The prince’s steed had not yet reached the enemy ranks when Dil Aaram struck her hands together. Prince Asad’s horse grew wings and took flight. He tried to control it and used the whip but the horse only stopped once it was high in the air, suspended between the Earth and the sky. Prince Asad bit the back of his hand in frustration as he helplessly watched the battle underway on the ground. Dil Aaram kept watch to make sure the prince remained safe from calamities and that no sorcerer took him captive.

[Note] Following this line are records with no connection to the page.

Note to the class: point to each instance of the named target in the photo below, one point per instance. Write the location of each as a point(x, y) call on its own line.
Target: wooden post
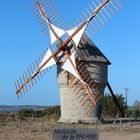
point(19, 125)
point(16, 119)
point(116, 118)
point(121, 124)
point(42, 125)
point(131, 117)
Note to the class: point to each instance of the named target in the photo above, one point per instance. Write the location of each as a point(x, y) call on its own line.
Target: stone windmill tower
point(82, 68)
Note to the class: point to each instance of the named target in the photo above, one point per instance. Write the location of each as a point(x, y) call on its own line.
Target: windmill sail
point(69, 67)
point(78, 36)
point(51, 62)
point(60, 33)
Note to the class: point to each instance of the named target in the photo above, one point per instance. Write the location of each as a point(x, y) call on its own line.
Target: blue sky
point(21, 41)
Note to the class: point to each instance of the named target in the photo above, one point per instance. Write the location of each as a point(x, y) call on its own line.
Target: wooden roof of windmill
point(90, 52)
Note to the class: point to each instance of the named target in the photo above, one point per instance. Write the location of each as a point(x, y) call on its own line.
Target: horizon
point(22, 41)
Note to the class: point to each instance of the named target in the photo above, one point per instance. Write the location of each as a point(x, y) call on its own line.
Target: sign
point(75, 134)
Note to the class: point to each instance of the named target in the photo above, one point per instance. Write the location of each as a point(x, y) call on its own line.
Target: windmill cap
point(89, 52)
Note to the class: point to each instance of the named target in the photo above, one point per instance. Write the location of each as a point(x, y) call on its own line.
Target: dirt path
point(119, 136)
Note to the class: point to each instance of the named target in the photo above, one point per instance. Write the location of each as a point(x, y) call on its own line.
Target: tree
point(110, 108)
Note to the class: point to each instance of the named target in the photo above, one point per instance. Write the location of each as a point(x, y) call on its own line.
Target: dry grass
point(31, 129)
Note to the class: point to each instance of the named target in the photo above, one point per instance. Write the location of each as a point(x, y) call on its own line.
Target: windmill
point(81, 92)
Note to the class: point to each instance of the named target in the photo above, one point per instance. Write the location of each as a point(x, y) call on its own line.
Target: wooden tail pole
point(115, 99)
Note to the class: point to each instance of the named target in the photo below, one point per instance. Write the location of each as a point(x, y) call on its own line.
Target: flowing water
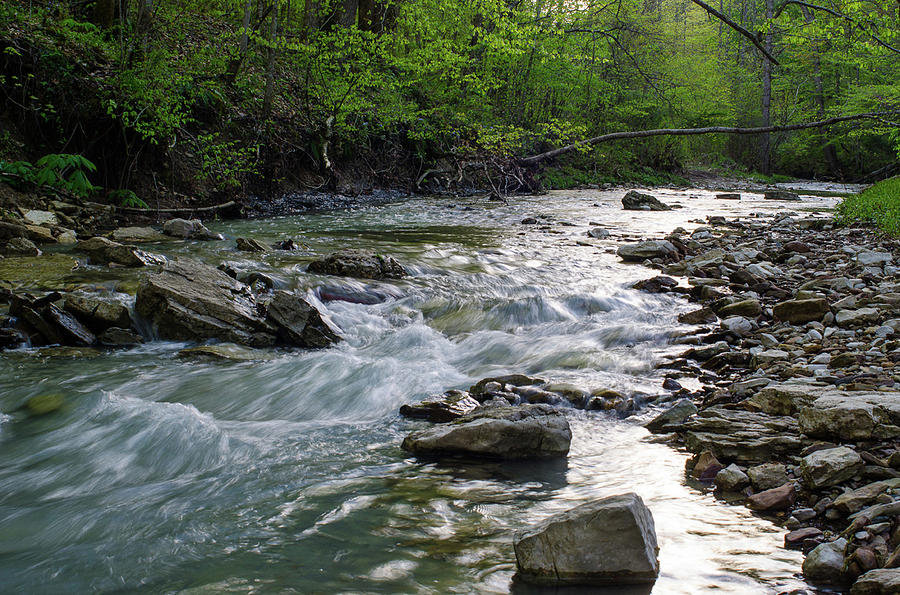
point(169, 475)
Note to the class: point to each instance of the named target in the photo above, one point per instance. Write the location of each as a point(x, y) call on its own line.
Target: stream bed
point(162, 474)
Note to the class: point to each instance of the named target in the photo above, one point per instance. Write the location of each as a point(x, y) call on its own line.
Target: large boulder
point(642, 251)
point(191, 229)
point(527, 431)
point(881, 581)
point(98, 314)
point(829, 467)
point(52, 324)
point(298, 322)
point(857, 415)
point(191, 301)
point(359, 264)
point(801, 311)
point(104, 251)
point(742, 436)
point(672, 418)
point(611, 541)
point(638, 201)
point(443, 408)
point(826, 562)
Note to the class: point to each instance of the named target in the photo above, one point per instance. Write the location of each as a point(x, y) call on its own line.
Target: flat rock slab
point(881, 581)
point(359, 264)
point(522, 432)
point(742, 436)
point(611, 541)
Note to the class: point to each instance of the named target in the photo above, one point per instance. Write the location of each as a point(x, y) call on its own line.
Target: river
point(168, 475)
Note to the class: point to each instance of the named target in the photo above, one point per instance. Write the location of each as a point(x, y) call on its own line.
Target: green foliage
point(127, 198)
point(225, 163)
point(879, 204)
point(60, 171)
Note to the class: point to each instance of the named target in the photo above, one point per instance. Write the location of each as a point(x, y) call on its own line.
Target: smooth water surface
point(170, 475)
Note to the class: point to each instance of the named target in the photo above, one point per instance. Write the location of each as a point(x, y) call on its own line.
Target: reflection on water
point(161, 474)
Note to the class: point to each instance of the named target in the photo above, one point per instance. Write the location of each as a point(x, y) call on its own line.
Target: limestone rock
point(647, 250)
point(780, 498)
point(527, 431)
point(825, 563)
point(103, 251)
point(881, 581)
point(672, 417)
point(857, 415)
point(781, 195)
point(742, 436)
point(767, 476)
point(250, 245)
point(639, 201)
point(21, 247)
point(611, 541)
point(298, 322)
point(749, 308)
point(731, 479)
point(801, 311)
point(359, 264)
point(191, 229)
point(98, 314)
point(136, 235)
point(443, 408)
point(829, 467)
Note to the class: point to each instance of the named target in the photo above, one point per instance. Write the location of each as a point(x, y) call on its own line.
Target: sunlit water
point(166, 475)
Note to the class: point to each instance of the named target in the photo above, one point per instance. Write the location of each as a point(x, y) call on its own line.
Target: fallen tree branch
point(535, 159)
point(724, 18)
point(187, 210)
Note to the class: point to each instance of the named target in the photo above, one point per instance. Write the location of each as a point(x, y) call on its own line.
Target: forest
point(205, 99)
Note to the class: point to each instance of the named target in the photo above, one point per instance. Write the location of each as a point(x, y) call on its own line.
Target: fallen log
point(535, 159)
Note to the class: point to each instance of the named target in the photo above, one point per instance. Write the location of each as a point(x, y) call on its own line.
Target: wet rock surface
point(611, 541)
point(801, 385)
point(524, 432)
point(356, 263)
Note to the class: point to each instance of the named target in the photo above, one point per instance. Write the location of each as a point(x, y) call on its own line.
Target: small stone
point(731, 479)
point(825, 563)
point(767, 476)
point(780, 498)
point(828, 467)
point(44, 404)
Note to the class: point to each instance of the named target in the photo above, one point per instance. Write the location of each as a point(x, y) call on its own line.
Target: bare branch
point(535, 159)
point(737, 28)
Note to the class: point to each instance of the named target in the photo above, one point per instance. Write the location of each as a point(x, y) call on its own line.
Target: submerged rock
point(647, 250)
point(226, 351)
point(826, 562)
point(356, 263)
point(250, 245)
point(673, 417)
point(611, 541)
point(191, 301)
point(447, 407)
point(528, 431)
point(44, 404)
point(104, 251)
point(829, 467)
point(639, 201)
point(298, 322)
point(191, 229)
point(881, 581)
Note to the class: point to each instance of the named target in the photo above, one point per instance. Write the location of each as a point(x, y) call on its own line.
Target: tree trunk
point(269, 93)
point(765, 141)
point(105, 13)
point(830, 152)
point(235, 65)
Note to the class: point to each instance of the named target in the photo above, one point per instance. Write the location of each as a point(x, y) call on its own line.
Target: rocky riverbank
point(799, 417)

While Mahrukh Magic-Eye’s camp was in this state of commotion, the sorcerer Jamosh fought his way toward Mahrukh Magic-Eye and threw a cluster of needles at her after reciting a spell. Mahrukh Magic-Eye dove into the ground and, breaking the surface of the earth, emerged at Jamosh’s back. She shouted her war cry and shot an arrow, which flew through Jamosh’s back and he fell dead to the ground.

Thousands of frightful noises rose. The sun made by his magic turned to paper and floated down to the ground. Its light dimmed and extinguished and the sorcerers of Mahrukh Magic-Eye, who had turned to stone, returned to life and started fighting.

When Kohan saw events take this turn, he immediately slashed his thigh open. He drew his own blood and sprinkled it on a fistful of gravel. Then he recited a spell and threw it in four directions. Suddenly a dark whirlwind engulfed them and everyone closed their eyes. When they opened them a moment later, they saw huge mountains ready to fall on Mahrukh Magic-Eye’s army. Seeing this sight, Shakeel’s army hastily retreated.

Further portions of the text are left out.